Gerry mengaku gres mendengar mengenai masalah ini, sehingga ia tidak berani berspekulasi dan menyimpulkan lebih lanjut. Namun ia mengatakan, tak menutup kemungkinan potensi terjadinya human error, mengingat yang melaksanakan verifikasi antara data penumpang di tiket dengan KTP bukan mesin.
“Untuk itu ada hukum keamanannya, bahwa penumpang yang terbang harus sesuai dengan KTP. Masalah siapa yang melaksanakan pemesanan, harus dijelaskan terlebih dahulu,” kata Gerry.
Meski berpotensi menyalahi aturan, pengamat asuransi Irvan Rahardjo menyebutkan bahwa asuransi korban tetap sanggup cair. Irvan menyampaikan cara yang sanggup ditempuh yaitu dengan menyampaikan bukti-bukti yang memperkuat apabila Iyus benar-benar menjadi korban. Salah satunya dengan surat maut yang dikeluarkan RS Polri.

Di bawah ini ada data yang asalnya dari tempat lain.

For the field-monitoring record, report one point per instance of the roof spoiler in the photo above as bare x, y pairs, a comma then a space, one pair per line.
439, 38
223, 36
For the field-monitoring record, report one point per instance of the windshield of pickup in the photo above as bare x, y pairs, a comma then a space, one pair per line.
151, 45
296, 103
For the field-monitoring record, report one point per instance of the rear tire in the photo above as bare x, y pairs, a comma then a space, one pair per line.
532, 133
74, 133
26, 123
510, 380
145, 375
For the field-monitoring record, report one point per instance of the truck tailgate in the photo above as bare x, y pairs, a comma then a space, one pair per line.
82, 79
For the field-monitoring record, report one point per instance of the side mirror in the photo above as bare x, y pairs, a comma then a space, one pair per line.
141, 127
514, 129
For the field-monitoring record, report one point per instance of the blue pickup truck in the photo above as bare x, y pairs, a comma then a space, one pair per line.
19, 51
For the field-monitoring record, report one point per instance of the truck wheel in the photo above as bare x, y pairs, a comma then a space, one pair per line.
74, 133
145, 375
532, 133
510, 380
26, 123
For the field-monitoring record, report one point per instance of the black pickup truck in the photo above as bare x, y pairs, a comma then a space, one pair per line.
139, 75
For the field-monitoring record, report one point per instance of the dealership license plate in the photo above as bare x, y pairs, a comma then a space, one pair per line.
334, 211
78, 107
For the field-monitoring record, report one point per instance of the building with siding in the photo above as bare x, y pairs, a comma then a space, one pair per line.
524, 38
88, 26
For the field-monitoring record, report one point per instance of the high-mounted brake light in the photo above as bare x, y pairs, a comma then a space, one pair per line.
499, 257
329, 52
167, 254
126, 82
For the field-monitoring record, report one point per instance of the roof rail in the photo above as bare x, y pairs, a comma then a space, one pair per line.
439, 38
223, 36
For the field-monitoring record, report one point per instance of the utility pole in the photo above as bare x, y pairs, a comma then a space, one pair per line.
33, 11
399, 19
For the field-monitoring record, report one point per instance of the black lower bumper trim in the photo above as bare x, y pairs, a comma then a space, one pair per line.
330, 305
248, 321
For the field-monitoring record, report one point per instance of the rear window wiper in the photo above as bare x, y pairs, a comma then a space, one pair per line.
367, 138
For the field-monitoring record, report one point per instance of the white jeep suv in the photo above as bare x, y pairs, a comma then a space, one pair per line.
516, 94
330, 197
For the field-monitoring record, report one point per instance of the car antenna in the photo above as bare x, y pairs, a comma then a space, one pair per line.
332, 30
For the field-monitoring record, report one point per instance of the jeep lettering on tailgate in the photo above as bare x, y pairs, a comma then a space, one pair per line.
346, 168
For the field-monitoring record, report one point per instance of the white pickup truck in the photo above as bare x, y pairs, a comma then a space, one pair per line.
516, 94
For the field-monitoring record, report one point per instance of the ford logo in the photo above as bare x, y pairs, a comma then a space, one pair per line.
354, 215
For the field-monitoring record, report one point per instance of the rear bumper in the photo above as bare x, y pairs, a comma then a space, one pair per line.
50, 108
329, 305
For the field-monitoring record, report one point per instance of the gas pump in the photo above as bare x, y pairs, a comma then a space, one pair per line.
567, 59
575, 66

Namun Irvan tidak menampik apabila proses klaim untuk Iyus akan relatif sulit, mengingat ia bukan “penumpang yang sah” atau tidak terdaftar di manifes penumpang. Hanya saja, kata dia, keluarga Iyus tetap berpeluang memperoleh asuransi dengan memakai asas ex-gratia atau pertimbangan di luar syarat polis asuransi.
“Jumlahnya memang tidak sebesar nilai pertanggungan normal,” kata Irvan kepada reporter Tirto, Rabu kemarin.